Abstract

People’s housing situation changes through stages of their life-course – the way in which this occurs in Britain is the focus of this chapter. In keeping with the rest of this book, the chapter is concerned with the dynamics of the housing situation, and not simply cross-sectional snapshots. It considers not only the nature of the moves that people make from year to year, but goes beyond this to look at the cumulative impacts of these moves. It then describes housing careers as they develop over the life-course. The housing career may be considered as not unlike the work career. It starts with leaving the childhood situation, a process of relatively active search. It then leads to relatively high mobility, and a process of investment to obtain or keep better jobs or housing, although in the case of the work career the investments are mainly in human capital, while in the housing career they are financial investments. These processes of career building in both housing and work tend to lead to a stabilisation in middle periods of the life-course. It is at the later stages of the life-course that the patterns diverge, since although there is sometimes a scaling down of housing requirements, it is nothing like as deterministic as the disengagement from the labour market. However, there are three important reasons for elaborations to this view of the housing career.
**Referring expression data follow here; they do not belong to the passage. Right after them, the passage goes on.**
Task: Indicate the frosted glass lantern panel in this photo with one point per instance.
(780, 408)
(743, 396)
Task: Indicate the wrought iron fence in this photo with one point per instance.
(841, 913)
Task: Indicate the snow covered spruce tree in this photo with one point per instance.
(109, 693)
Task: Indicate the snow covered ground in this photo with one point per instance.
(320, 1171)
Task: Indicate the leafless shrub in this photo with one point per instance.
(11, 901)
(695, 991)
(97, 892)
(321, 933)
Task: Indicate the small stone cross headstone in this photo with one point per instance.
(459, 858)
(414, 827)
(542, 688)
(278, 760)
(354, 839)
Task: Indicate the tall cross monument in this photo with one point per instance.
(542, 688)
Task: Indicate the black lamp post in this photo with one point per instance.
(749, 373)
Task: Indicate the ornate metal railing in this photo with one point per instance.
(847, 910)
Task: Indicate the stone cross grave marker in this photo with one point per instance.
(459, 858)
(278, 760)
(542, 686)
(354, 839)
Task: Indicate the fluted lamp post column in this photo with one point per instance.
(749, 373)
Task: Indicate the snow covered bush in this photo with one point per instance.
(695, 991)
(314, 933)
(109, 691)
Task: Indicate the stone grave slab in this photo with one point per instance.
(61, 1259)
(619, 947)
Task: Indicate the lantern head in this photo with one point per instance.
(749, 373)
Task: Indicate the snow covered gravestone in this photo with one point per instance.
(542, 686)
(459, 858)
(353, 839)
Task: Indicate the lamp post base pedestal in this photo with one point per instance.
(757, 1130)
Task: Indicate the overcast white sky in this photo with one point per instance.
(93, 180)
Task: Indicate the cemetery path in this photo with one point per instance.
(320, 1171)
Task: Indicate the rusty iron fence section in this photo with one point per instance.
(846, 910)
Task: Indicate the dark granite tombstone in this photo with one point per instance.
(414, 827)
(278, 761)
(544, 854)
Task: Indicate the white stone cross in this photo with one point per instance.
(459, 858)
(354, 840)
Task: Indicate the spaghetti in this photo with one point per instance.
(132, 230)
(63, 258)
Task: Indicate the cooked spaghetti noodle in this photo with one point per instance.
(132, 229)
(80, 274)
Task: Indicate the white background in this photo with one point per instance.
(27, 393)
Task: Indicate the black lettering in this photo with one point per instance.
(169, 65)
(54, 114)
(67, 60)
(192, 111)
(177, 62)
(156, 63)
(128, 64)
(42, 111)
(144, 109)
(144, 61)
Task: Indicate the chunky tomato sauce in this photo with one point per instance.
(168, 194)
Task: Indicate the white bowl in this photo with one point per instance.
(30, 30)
The housing career is: substantially shaped by the work career, both because the investments which people can make in housing will depend on their incomes (and on the stability of their incomes) and also because work career mobility will often require housing mobility; directly influenced by the movements through various stages of the life-course: there are changing housing space and location requirements from different stages of the process of family building; strongly influenced by the pattern of state intervention, perhaps even more so than the work career, leading to much greater differences in housing careers in different countries, and greater changes over time within a single country.